The Industry had been battered in a violent squall in the Gulf of Mexico. Its masts had been torn away. Its crew had abandoned it. And its floating remains had been picked clean by another whaling ship before the stricken vessel sank in 6,000 feet of water.
The brig, just 64 feet long, had been built in 1815 in Westport, Mass., and was a 20-year veteran of the whaling industry. Its sinking in May 1836 would make it the only whaling ship ever lost in the little-known whaling grounds of the Gulf.
On Wednesday, the National Oceanic and Atmospheric Administration announced that explorers believe they have found the wreck of the Industry, along with three of its anchors and what may be its “tryworks,” the cauldrons for rendering blubber into whale oil.
“It’s like finding a forgotten, lost story, and being able to share” it, said James P. Delgado, a senior vice president with the archaeology firm SEARCH Inc., which helped NOAA and the federal Bureau of Ocean Energy Management run the project.
It is also is a reminder of the slaughter that virtually wiped out the whale population of the Gulf of Mexico in the late 1700s to mid-1800s, as ships hunted whales to make oil for illumination and lubrication, he said.
The crew of the Industry survived the sinking and was rescued by another vessel.
A survey of the wreck, off the coast of Louisiana, was conducted on Feb. 25, when NOAA used the site to test a new underwater robot vehicle, Delgado said. The wreck had been spotted before, in 2011 and 2017, but no one knew exactly what it was.
The underwater robot was operated by experts aboard NOAA’s high-tech research ship Okeanos Explorer about 70 miles from the mouth of the Mississippi River, NOAA said in a statement.
Scientists on shore participated via satellite a connection. (Delgado monitored from his home in Rockville, Md.)

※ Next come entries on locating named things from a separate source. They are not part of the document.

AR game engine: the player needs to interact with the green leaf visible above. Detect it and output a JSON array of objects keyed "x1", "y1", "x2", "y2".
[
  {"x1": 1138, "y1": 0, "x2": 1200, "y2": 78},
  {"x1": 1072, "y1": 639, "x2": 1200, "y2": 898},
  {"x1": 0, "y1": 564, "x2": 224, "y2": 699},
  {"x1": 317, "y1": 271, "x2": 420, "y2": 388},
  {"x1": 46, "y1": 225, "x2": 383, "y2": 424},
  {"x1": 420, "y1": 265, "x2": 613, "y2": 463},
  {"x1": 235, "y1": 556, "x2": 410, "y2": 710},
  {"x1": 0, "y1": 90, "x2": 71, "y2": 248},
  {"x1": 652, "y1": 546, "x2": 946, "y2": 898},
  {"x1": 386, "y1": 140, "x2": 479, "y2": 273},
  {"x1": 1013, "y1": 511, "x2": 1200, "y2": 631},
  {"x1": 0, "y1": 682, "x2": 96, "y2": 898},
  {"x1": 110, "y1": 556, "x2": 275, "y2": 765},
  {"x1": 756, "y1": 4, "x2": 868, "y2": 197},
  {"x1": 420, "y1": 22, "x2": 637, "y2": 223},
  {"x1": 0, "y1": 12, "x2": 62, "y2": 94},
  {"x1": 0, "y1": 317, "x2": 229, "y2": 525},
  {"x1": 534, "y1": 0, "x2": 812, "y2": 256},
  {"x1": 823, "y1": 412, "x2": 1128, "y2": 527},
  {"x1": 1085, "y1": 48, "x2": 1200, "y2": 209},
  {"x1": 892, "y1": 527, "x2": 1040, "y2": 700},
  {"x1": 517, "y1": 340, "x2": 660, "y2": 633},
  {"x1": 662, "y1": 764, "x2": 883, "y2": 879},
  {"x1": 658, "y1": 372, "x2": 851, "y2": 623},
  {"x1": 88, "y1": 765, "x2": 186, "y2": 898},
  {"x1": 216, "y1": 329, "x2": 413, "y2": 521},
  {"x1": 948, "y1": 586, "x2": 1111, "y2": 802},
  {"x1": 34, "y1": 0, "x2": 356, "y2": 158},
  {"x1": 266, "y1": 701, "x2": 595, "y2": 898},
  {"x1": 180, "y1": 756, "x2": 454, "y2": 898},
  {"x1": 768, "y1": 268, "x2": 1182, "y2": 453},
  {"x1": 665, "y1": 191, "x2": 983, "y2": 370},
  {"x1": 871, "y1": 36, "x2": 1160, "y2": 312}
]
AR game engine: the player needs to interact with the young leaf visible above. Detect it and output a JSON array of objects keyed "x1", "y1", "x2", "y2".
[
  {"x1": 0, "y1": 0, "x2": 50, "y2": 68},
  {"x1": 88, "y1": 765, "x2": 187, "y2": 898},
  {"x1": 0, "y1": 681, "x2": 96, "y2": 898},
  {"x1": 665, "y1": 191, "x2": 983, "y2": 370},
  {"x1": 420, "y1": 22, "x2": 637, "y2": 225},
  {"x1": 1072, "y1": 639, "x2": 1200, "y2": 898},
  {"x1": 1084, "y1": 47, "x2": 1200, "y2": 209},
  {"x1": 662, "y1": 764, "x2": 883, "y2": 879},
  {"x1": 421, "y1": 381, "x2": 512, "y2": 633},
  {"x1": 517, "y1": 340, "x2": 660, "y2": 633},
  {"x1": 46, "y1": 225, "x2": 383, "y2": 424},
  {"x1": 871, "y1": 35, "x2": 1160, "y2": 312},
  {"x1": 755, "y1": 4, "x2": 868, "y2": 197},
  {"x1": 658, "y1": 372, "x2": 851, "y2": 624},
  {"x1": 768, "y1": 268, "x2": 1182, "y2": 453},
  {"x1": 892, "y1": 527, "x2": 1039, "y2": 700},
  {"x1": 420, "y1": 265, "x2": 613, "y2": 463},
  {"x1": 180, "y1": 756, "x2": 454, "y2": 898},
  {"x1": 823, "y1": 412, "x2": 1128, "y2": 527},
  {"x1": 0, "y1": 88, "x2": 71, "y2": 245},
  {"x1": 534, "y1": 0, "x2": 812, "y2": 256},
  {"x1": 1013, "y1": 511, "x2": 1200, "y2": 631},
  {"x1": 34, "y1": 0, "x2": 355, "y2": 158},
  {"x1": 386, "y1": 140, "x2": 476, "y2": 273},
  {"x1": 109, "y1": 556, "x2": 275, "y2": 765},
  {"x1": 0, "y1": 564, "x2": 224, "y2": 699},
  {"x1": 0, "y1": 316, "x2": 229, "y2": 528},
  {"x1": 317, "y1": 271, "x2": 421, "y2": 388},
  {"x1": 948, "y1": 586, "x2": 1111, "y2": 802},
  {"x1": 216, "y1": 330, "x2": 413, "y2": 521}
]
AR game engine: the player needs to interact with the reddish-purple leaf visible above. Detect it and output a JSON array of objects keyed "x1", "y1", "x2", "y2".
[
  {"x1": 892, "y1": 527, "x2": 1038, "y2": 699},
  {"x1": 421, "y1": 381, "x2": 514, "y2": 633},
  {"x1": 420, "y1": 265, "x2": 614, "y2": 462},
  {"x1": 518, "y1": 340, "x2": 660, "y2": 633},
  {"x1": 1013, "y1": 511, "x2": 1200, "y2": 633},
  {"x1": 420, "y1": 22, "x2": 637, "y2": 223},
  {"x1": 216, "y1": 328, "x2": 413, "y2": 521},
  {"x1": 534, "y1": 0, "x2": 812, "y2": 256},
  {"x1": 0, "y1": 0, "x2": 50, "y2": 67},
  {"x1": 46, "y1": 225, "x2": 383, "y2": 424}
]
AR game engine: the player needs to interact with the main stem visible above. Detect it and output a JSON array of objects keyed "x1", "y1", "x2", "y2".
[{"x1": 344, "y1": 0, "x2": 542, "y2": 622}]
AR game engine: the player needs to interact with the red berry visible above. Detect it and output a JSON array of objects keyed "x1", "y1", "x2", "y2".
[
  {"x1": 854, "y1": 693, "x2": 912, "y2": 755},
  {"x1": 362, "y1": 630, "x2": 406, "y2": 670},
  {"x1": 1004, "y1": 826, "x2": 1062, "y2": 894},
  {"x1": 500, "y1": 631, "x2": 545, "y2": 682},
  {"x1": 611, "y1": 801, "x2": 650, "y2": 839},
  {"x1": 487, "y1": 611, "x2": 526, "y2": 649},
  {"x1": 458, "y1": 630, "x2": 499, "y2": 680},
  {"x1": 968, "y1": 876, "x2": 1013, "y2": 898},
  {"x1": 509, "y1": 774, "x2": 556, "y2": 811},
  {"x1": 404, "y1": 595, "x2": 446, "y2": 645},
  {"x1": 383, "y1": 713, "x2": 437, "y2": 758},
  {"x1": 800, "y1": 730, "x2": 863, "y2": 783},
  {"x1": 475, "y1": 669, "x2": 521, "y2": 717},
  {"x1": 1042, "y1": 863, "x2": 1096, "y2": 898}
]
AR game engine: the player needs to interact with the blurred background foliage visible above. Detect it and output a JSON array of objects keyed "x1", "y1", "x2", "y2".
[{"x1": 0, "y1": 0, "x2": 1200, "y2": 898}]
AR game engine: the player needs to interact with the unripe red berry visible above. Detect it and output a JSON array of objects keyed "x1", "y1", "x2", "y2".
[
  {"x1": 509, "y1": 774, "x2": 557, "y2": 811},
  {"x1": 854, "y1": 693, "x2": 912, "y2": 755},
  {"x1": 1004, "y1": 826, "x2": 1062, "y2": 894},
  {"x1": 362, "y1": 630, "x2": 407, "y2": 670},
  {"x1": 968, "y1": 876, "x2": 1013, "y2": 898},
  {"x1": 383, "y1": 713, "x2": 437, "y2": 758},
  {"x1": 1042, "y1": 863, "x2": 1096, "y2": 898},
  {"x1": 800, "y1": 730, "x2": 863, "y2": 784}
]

The Industry had sailed from Westport in late 1835 or early 1836, according to a research paper by Delgado and three colleagues, and wound up in the Gulf in the spring of 1836. It had already killed and processed enough whales to fill 230 barrels of whale oil.
It had made 21 voyages since its construction - helping make “Westport Point” an important whaling town, according to contemporary accounts cited in the research report. And because the Industry’s hull lacked copper sheathing, it was known as a “leaky” ship.
On its first voyage in 1816, its owners instructed the captain, “You will not return to Westport without a full cargo of oil [or] until your provisions are expended ... Wishing you an agreeable and prosperous voyage.”
The Gulf is not widely known as an area for whaling, but ships may have been hunting sperm whales there and in the Caribbean as early as the 1760s, according to a 2011 study of old logbooks in the journal Gulf of Mexico Science.
Most whaling was done in the Atlantic, Pacific and Arctic oceans, according to the New Bedford Whaling Museum.
But “entrepreneurs connected to the whaling industry in the late 1780s and 1790s were well aware of the [Gulf] and regarded [it] as a promising source of profit,” the authors of the 2011 study wrote.
An estimated 1,200 sperm whales were killed there during the whaling era, they wrote; globally, American whalers may have killed a quarter of a million sperm whales in the 18th and 19th centuries.
The Industry seems to have had a crew of 15, and it ran into foul weather on May 27. Spring in the Gulf can produce sudden, violent squalls, with winds of 70 mph and rapid changes in wind direction, according to published research on the phenomenon.
The wind was apparently strong enough to snap off the ship’s two masts, putting it at the mercy of the storm and forcing the crew into the lifeboats.
No crew list survives, but NOAA and Delgado pointed out that many U.S. whaling ships had diverse crews that included African Americans and Native Americans.
The crew in this case was rescued by a nearby whaling ship, the brig Elizabeth, also out of Westport, and arrived home safely on June 17. Had they been taken ashore to Louisiana, the African American crewmen could have been jailed, Delgado said.
Ports in Southern slave states at the time had “Seamen Acts,” which required local law enforcement officials to arrest and confine free Black seamen who left their vessels while in port, Delgado wrote.
After it was abandoned, the Industry drifted for about eight days. On June 3, it was encountered by the Nantucket whaler, Harmony. The Harmony’s crew went aboard, took the barrels of oil and other equipment, and departed.
The Industry is thought to have drifted on for about 80 miles until finally sinking - and vanishing for almost two centuries.
In 1887, after whaling in the Gulf waned, a steamship captain reported a large school of whales 150 miles from the mouth of the Mississippi.
“That there should be whales in the Gulf of Mexico is not all surprising,” the New Orleans Times-Picayune wrote. “But that a large number should be seen there would seem to show that this sea is again becoming a feeding ground for these animals.”
The newspaper added, “There was a time when they were found . . . in great numbers, but they were hunted so actively by the New England whalers that they were almost entirely driven from our waters.”